Wo es in Zukunft in Forschung und Praxis hingehen muss, hat sich in den letzten Jahren deutlich gezeigt. Fragestellungen zur Quantität und Qualität des Licht- und Strahlungsangebotes im Innen- und Außenraum sind bei der Gestaltung einer menschengerecht gebauten Umwelt von zunehmend hoher Relevanz.
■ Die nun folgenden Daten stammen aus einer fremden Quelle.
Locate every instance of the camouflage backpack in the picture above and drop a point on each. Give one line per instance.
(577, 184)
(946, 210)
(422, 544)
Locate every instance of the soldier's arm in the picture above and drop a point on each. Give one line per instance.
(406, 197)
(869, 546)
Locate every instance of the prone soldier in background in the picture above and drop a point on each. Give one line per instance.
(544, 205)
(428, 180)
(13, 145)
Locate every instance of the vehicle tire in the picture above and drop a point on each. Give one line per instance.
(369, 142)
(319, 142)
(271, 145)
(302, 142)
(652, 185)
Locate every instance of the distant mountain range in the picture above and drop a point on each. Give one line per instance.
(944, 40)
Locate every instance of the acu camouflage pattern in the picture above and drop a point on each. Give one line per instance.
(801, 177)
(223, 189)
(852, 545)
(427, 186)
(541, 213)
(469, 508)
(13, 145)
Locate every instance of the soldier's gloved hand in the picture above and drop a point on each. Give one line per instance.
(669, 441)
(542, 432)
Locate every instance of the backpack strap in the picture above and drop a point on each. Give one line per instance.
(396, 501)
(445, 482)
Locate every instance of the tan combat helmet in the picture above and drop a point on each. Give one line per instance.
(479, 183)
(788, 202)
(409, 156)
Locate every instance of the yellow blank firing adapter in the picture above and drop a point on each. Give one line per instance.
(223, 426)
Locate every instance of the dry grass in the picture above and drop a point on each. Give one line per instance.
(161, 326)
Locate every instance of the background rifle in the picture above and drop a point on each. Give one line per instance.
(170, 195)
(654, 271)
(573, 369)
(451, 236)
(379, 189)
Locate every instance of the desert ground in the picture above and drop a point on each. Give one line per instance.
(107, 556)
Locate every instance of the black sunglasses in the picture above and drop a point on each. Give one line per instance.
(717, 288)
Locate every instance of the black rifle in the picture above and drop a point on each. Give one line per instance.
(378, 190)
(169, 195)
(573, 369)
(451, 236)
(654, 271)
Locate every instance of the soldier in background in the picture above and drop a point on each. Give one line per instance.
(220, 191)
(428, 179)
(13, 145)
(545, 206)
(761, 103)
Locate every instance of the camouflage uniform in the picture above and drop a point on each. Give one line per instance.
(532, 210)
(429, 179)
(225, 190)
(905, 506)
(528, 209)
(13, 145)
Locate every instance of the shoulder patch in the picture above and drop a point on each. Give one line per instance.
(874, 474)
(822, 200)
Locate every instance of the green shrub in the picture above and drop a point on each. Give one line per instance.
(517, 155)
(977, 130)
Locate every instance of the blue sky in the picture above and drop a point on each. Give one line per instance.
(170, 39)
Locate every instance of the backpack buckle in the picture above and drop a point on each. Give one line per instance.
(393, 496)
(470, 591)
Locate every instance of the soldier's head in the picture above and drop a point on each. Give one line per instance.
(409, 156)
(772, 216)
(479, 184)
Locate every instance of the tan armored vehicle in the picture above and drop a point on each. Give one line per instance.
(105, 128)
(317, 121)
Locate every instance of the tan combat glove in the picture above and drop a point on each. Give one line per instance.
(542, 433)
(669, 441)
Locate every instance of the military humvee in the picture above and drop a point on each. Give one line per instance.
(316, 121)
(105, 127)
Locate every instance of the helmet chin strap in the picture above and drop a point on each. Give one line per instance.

Die planerische Integration von attraktiven Außenräumen oder der Einsatz von Pflanzen sind dringende Empfehlungen des Experten, doch: „Allgemein gültige Lösungen zur Optimierung der natürlichen Raumbelichtung und eine adäquate thermische Gebäudeperformance wären zwar wünschenswert, sind jedoch aufgrund der Dynamik des Lichtes und der Verschiedenartigkeit von Standorten nicht möglich. Es bedarf individueller und umfassender Betrachtungen als Ausgangsbasis für bauliche Reaktionen auf gegebene Rahmenbedingungen“, sagt Radinger.